Chem 108

Why should proteins be kept cold during purification?

To prevent thermal denaturation and microbial growth

What can cause protein denaturation?

Heat, pH shifts, detergents, organic solvents, heavy metals, oxidation, and foaming

What does A280 measure?

protein concentration through absorbance of aromatic amino acids

What absorbs at 280 nm?

aromatic amino acids in proteins (Trp,Tyr,Phe)

What absorbs at 340 nm?

NADH

What absorbs at 595 nm?

Coomassie dye in the Bradford assay

What is the structure of LDH?

Tetramer made of H and M subunits

What are LDH isozymes?

different combinations of M and H subunits

What are isozymes?

enzymes with the same function but different amino acid sequences and kinetics

What properties differ among isozymes?

Tissue expression, electrophoretic mobility, and KM/Vmax values

What is KM?

Substrate concentration at half Vmax, measure affinity

What is Vmax?

maximum reaction rate velocity, when all enzyme is bound to substrate

What is Kcat?

Turnover number, substrate molecules converted per enzyme per second

What changes in competitive inhibition?

Km increases, Vmax stays the same

What changes in noncompetitive inhibition?

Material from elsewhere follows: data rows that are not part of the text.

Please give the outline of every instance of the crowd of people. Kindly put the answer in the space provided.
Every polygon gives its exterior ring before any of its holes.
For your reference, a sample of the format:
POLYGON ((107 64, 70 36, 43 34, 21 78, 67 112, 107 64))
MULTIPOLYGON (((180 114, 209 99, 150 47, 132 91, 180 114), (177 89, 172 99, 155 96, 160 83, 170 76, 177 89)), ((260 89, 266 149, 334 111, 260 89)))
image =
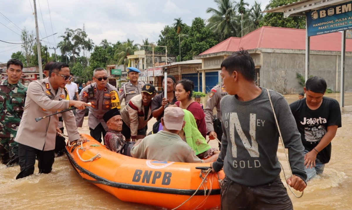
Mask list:
POLYGON ((118 91, 107 82, 107 71, 98 68, 92 82, 80 88, 68 65, 52 61, 44 66, 46 78, 27 87, 19 81, 23 67, 17 59, 9 60, 7 78, 0 84, 0 158, 8 166, 19 164, 16 179, 33 173, 36 158, 39 173, 50 172, 55 153, 65 149, 58 135, 62 121, 69 141, 84 142, 77 128, 89 110, 90 135, 112 151, 120 152, 131 142, 135 158, 209 163, 214 172, 223 169, 222 209, 293 209, 279 176, 279 137, 288 150, 293 174, 286 182, 301 191, 322 173, 341 126, 338 103, 324 96, 323 79, 310 78, 304 93, 289 105, 280 94, 256 85, 254 63, 244 50, 224 60, 223 81, 211 89, 205 107, 193 96, 192 81, 171 75, 164 79, 167 90, 158 93, 152 84, 139 80, 139 70, 129 67, 128 82, 118 91), (55 114, 73 107, 75 114, 55 114), (43 119, 35 122, 38 117, 43 119), (148 133, 153 117, 157 121, 148 133), (219 140, 219 150, 208 144, 207 136, 219 140))

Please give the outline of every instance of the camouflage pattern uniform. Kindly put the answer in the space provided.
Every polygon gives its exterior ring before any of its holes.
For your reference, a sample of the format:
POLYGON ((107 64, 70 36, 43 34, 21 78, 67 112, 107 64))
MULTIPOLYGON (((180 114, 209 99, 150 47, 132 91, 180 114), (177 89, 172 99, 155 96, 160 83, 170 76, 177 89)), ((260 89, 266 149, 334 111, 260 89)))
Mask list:
POLYGON ((21 84, 0 84, 0 159, 3 164, 15 164, 18 143, 14 140, 23 113, 27 88, 21 84))

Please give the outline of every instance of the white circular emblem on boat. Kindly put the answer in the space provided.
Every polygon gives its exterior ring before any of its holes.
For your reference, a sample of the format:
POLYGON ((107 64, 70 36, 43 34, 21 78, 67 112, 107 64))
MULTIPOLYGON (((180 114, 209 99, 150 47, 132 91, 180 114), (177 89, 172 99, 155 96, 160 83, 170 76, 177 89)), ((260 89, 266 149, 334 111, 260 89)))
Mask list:
POLYGON ((158 161, 157 160, 148 160, 146 161, 146 163, 148 167, 152 169, 162 169, 169 166, 175 162, 168 163, 166 161, 158 161), (155 165, 157 164, 157 165, 155 165))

Vmax decreases, KM unchanged

What changes in uncompetitive inhibition?

Vmax and Km decrease

How do you determine competitive inhibitor on a lineweaver-burk plot?

The lines intersect at the Y-axis

How do you determine noncompetitive inhibitor on a lineweaver-burk plot?

The lines intersect at the X-axis

How do you determine uncompetitive inhibitor on a lineweaver-burk plot?

They are parallel lines

What does the y-intercept represent on a lineweaver-burk plot?

1/Vmax

What does the x-intercept represent on a lineweaver-burk plot?

-1/KM

What is salting out?

Protein precipitation using ammonium sulfate?

How are proteins separated by ion exchange?

By charge, eluted using increasing salt (NaCl) concentration

What type of chromatography uses cibacron blue for LDH

Affinity chromatography

How does gel filtration work?

Separates by size, the larger proteins elute first

What is the principle of the Bradford assay?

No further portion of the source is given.